Come proteggersi dalle minacce che provano a superare le difese del Secure Boot

Innanzi tutto, aprendo una finestra PowerShell in Windows 10 o in Windows 11 quindi digitando Confirm-SecureBootUEFI si ha la conferma che la funzionalità Secure Boot sia abilitata (True). Nel caso in cui la risposta fosse False, significa che Secure Boot risulta disattivato o non presente.

La scoperta di HybridPetya rappresenta un’ulteriore conferma di come Secure Boot sia tutt’altro che invulnerabile.

La lacuna CVE‑2024‑7344 dimostra che attaccanti determinati possono compromettere la catena di avvio pre-OS, con accesso completo al sistema. La gravità è aumentata dal fatto che il malware può eseguire la cifratura dei dati senza essere rilevato dagli strumenti di sicurezza tradizionali.

Aggiornamento delle firme DBX

Microsoft ha reso disponibile un aggiornamento DBX a gennaio 2025, che revoca le firme dei binari vulnerabili (in questo caso reloader.efi). L’update impedisce l’esecuzione di qualsiasi bootkit provi a sfruttare la falla CVE‑2024‑7344. I file DBX sono disponibili pubblicate su GitHub: cercate la stringa reloader e troverete le due firme revocate da Microsoft.

Per proteggersi efficacemente è quindi necessario applicare tutti gli DBX distribuiti da Microsoft attraverso Windows Update e porre attenzione agli interventi posti in essere dagli update del firmware distribuiti dal produttore del dispositivo o della scheda madre.

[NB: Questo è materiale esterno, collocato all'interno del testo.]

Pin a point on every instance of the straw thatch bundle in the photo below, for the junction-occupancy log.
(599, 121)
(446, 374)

Come hanno fatto gli aggressori di HybridPetya a farsi largo superando Secure Boot?

CVE-2024-7344 è una vulnerabilità di bypass del Secure Boot che riguarda un modulo UEFI chiamato Reloader, usato in alcuni software per il ripristino del sistema.

Nel caso di specie, gli aggressori hanno individuato una lacuna di sicurezza in un software, SysReturn, firmato digitalmente e distribuito dalla società Howyar. SysReturn è un’applicazione software che permette agli utenti di risolvere problemi di gestione del sistema. Peccato che il bootloader non eseguisse i controlli di integrità legati al Secure Boot.

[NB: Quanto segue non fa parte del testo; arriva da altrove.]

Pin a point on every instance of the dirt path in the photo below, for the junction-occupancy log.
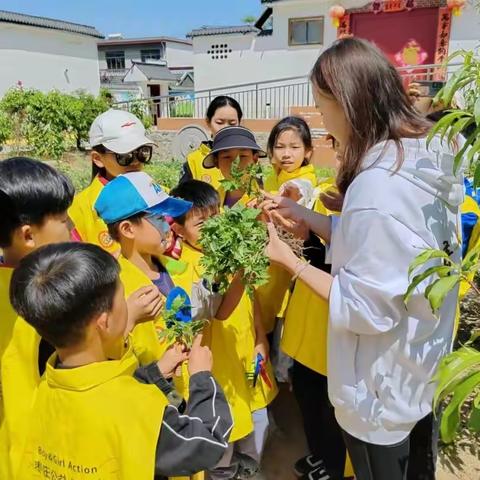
(287, 444)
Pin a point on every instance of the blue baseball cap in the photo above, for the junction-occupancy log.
(133, 193)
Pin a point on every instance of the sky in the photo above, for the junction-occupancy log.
(140, 18)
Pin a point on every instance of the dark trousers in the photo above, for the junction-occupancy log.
(324, 435)
(412, 459)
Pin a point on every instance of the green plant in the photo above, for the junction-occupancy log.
(233, 241)
(166, 173)
(180, 328)
(245, 180)
(6, 128)
(465, 82)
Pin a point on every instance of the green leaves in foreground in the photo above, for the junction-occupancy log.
(458, 378)
(232, 241)
(444, 276)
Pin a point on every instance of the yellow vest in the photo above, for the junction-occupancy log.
(7, 316)
(89, 225)
(228, 369)
(199, 172)
(278, 177)
(273, 296)
(93, 422)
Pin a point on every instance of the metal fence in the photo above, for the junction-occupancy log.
(261, 100)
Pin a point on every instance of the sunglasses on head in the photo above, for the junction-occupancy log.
(142, 154)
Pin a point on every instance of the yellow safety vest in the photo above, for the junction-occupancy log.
(91, 422)
(228, 368)
(90, 227)
(273, 296)
(199, 172)
(8, 316)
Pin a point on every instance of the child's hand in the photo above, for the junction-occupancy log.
(200, 359)
(171, 359)
(144, 304)
(262, 346)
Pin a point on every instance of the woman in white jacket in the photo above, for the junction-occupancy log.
(400, 197)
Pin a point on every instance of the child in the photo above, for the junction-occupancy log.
(135, 209)
(119, 145)
(222, 112)
(34, 199)
(234, 344)
(289, 147)
(229, 144)
(71, 294)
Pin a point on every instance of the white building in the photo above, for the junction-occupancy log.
(144, 67)
(290, 34)
(47, 54)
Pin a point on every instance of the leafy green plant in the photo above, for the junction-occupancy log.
(232, 241)
(459, 373)
(246, 179)
(466, 82)
(166, 173)
(180, 328)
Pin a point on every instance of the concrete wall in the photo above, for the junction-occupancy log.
(263, 58)
(47, 59)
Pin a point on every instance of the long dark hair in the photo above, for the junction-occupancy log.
(223, 101)
(370, 91)
(296, 124)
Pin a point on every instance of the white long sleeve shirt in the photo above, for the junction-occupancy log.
(382, 356)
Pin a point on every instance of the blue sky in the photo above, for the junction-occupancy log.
(140, 18)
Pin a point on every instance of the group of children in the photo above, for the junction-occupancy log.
(87, 388)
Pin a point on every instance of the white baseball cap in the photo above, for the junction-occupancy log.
(119, 131)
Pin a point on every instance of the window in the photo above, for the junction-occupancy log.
(115, 60)
(219, 52)
(305, 31)
(151, 54)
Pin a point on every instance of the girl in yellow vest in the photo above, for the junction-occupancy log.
(229, 144)
(71, 294)
(222, 112)
(289, 147)
(119, 145)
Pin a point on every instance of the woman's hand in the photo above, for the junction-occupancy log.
(332, 200)
(144, 304)
(288, 214)
(172, 360)
(278, 251)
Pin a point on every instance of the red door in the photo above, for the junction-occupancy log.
(407, 37)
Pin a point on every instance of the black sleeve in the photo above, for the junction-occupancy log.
(195, 441)
(314, 251)
(186, 174)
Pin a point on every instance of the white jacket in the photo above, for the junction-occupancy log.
(382, 356)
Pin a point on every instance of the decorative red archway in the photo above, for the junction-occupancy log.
(410, 33)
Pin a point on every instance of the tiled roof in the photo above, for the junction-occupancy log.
(43, 22)
(199, 32)
(142, 41)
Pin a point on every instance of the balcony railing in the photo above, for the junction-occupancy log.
(112, 75)
(263, 100)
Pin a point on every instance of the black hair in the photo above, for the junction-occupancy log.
(297, 124)
(223, 101)
(202, 195)
(113, 228)
(31, 191)
(96, 170)
(58, 289)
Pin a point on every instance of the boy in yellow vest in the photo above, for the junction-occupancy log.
(34, 199)
(234, 343)
(96, 413)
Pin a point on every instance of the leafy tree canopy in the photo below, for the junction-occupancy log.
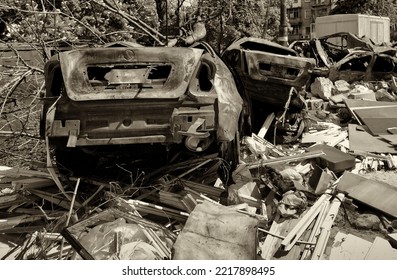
(145, 21)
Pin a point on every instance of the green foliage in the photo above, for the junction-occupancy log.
(100, 21)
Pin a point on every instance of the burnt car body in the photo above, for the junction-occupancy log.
(267, 70)
(123, 96)
(345, 56)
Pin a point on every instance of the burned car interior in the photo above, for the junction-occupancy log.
(348, 57)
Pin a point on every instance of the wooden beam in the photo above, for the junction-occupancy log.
(286, 159)
(304, 222)
(326, 227)
(262, 132)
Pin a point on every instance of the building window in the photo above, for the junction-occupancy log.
(294, 13)
(295, 29)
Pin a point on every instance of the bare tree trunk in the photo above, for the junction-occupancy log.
(283, 31)
(266, 23)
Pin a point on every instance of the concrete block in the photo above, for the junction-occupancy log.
(322, 87)
(341, 86)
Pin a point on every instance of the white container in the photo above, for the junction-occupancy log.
(374, 27)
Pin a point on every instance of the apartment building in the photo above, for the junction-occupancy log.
(302, 15)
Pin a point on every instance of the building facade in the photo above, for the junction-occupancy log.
(302, 15)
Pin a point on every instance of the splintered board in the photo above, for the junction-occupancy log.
(361, 140)
(376, 194)
(378, 120)
(354, 105)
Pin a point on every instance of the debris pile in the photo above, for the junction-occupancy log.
(308, 184)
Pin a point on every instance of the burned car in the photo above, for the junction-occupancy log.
(345, 56)
(267, 70)
(107, 99)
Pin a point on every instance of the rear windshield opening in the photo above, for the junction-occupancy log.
(128, 76)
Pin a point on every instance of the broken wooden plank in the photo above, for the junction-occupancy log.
(286, 159)
(32, 183)
(304, 222)
(272, 148)
(54, 198)
(376, 194)
(9, 223)
(211, 191)
(269, 119)
(349, 247)
(325, 229)
(11, 200)
(19, 172)
(381, 250)
(161, 211)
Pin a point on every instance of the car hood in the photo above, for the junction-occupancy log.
(128, 73)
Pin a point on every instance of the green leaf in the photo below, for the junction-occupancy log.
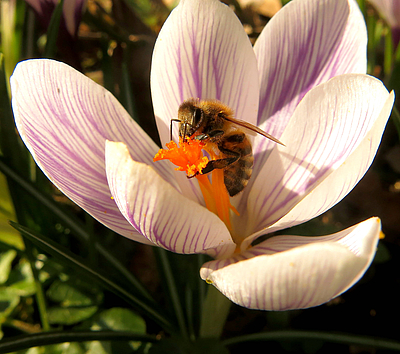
(47, 338)
(120, 319)
(132, 284)
(76, 263)
(73, 293)
(21, 280)
(70, 315)
(52, 31)
(6, 259)
(8, 302)
(177, 345)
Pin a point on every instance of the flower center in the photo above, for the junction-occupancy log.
(188, 156)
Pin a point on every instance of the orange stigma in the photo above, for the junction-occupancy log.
(188, 156)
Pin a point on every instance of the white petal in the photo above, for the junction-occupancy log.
(203, 52)
(293, 272)
(155, 209)
(64, 118)
(305, 44)
(346, 115)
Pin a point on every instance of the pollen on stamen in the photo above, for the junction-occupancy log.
(188, 156)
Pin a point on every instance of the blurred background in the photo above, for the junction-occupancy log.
(111, 41)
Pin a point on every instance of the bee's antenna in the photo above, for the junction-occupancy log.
(170, 128)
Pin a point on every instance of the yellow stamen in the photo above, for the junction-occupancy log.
(188, 156)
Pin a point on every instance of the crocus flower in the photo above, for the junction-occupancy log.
(303, 82)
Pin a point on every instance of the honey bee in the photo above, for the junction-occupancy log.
(212, 122)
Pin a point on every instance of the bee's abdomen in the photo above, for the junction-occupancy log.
(237, 174)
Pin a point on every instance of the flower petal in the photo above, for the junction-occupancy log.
(346, 115)
(155, 209)
(208, 56)
(293, 272)
(305, 44)
(64, 119)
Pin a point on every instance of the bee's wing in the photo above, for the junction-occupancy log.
(252, 129)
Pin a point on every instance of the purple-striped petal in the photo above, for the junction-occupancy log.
(343, 116)
(293, 272)
(203, 52)
(64, 118)
(155, 209)
(305, 44)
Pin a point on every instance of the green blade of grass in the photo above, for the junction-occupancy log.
(73, 261)
(52, 31)
(75, 225)
(40, 339)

Per i più curiosi e interessati ai dettagli tecnici, reloader.efi usava un custom PE loader invece delle funzioni UEFI standard (LoadImage / StartImage). In pratica caricava un’immagine PE dal già citato file speciale chiamato cloak.dat e la caricava senza far passare l’immagine attraverso i normali controlli Secure Boot (DB / DBX).

Inutile dire che la défaillance è stata puntualmente scoperta e utilizzata dai criminali informatici che hanno sviluppato il ransomware HybridPetya.